Дворжак, удивленный необычным оттенком ее исполнения, строго посмотрел на нее, но тут Гана подхватила те же слова: «Поплыви я тихо поперек Дуная…» И вот уже оба голоса, сопрано и альт, как бы сливаясь в объятии, переплетаются в чарующем созвучии, сходятся и снова расходятся: «Удочку давно я дома сберегаю, на нее любую рыбку я поймаю…» И снова Бетушин голос звучит один: «Стану я большою черною вороной…» Затем голоса снова встретились, радостно слились, и прелестная, игривая мелодия, окрашенная легкой грустью, опять струилась, как чистый ручеек в лесу, быстрая, как шаги девушек в ярких юбках, босиком бегущих по утреннему, росистому лугу. «Звездочкою ясной я сверкну из дали, чтобы люди к небу очи поднимали…» Бетуша пела эту строфу, вспоминая о том, для кого не светят звезды, потому что он сидит в тюремной камере, и чувствовала, как по ее правой щеке катится слезинка, а потом еще одна — по левой; но сейчас это было не страшно, ибо слезы выступили и у некоторых слушателей, пани Стракова тихонько плакала, прижав к глазам маленький платочек, всхлипывала художница Женни Шермаулова, увлажнились и красивые слепые глаза ее сестры.
— Я видела, — сказала она, когда отзвучала первая песня и слушатели, слишком растроганные, чтобы аплодировать, сидели не шевелясь, — я видела голубое небо и тропку, вьющуюся среди зреющих колосьев, и распятие у тропки, и подсолнухи у красиво расписанной хатки… Спасибо вам, пан Дворжак, сегодня я вновь прозрела…
На этом мы можем закончить вторую часть нашего долгого повествования. После большого успеха первого исполнения «Моравских дуэтов» композитор, вздохнув, пожаловался, что, был успех или не был, все равно не найдется человек, который издал бы эти песни; и тогда Борн, без его ведома, отнес партитуру в типографию и издал ее за свой счет. «Из тиража, — писала спустя тридцать лет Гана Борнова в своих воспоминаниях, опубликованных в газете «Народни листы», — мы оставили немного для себя и своих друзей, а остальные получил Дворжак.

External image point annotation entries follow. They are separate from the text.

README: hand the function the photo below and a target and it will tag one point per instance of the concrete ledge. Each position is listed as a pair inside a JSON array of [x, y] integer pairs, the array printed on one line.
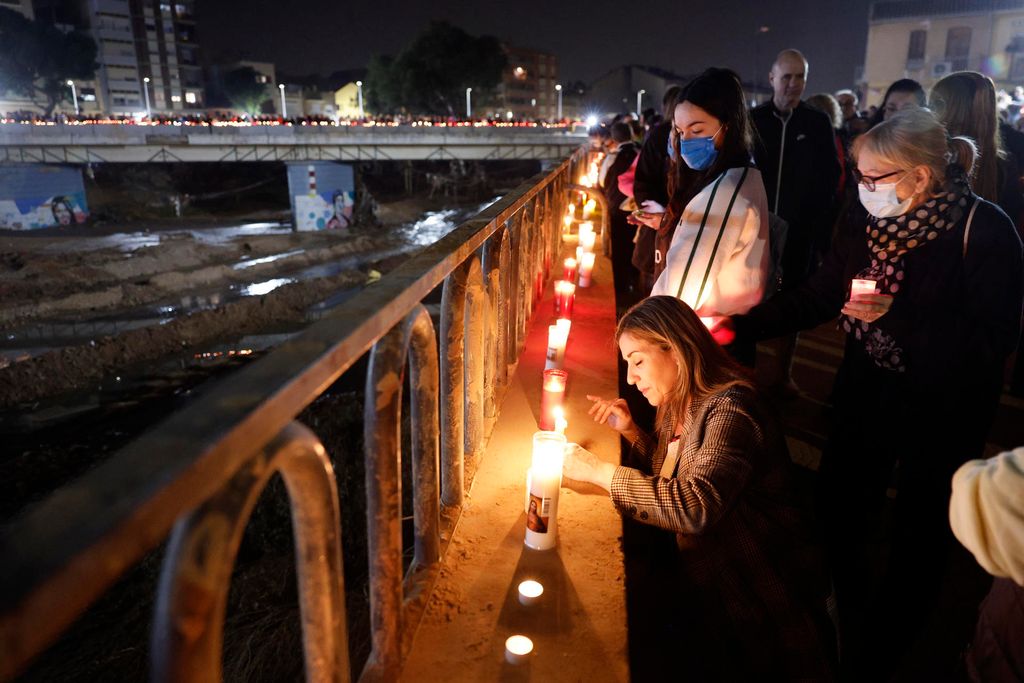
[[579, 625]]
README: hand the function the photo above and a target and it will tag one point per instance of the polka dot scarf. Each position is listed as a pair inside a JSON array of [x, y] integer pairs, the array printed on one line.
[[889, 240]]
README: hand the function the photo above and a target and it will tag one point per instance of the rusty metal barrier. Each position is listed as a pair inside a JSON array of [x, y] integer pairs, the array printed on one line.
[[197, 475]]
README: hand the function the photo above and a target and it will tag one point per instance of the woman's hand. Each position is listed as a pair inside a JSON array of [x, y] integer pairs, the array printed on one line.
[[651, 220], [868, 307], [582, 465], [613, 413]]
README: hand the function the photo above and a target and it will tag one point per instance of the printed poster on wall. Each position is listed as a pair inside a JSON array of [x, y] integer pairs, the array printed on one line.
[[323, 196]]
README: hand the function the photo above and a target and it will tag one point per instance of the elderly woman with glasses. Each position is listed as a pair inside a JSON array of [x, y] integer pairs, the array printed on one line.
[[927, 281]]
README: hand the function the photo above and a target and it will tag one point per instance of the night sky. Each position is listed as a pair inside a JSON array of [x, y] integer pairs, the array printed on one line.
[[323, 36]]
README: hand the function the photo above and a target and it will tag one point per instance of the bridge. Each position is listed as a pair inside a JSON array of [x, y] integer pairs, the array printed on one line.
[[67, 143], [457, 337], [474, 375]]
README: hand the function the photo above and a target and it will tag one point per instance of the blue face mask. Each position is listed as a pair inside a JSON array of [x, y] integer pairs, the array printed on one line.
[[698, 153]]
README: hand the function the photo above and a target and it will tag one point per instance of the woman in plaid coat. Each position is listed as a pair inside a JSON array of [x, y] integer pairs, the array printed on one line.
[[750, 582]]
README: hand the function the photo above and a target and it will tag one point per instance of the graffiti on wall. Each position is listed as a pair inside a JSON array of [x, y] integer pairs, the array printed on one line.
[[37, 196], [323, 196]]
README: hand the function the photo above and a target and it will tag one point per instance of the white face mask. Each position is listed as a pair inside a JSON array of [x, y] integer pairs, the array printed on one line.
[[883, 201]]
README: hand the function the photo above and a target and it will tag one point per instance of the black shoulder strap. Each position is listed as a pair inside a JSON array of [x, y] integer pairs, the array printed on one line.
[[721, 231], [696, 242]]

Однажды, в его отсутствие, было решено разослать несколько экземпляров в роскошных переплетах самым выдающимся музыкантам, музыкальным критикам и патриотам. Сделали мы это тайком от Дворжака, так как знали, что он бы против этого возражал. «Дуэты» получили Брамс, Ганслик — крупнейшие музыканты того времени. Из славян — епископ Штросмайер[62] и другие. Штросмайер получил «Дуэты» с патриотической надписью, Брамс и Ганслик — с покорнейшей просьбой принять и высказать свое суждение. А наш милый композитор и не подозревал об этом…»
В это время, несомненно бывшее вершиной жизни Борна, Гана подарила ему сына, нареченного Иваном. Он родился в августе семьдесят седьмого года, одновременно со вторым сыном Мартина Недобыла, названным в честь прадеда Теодором.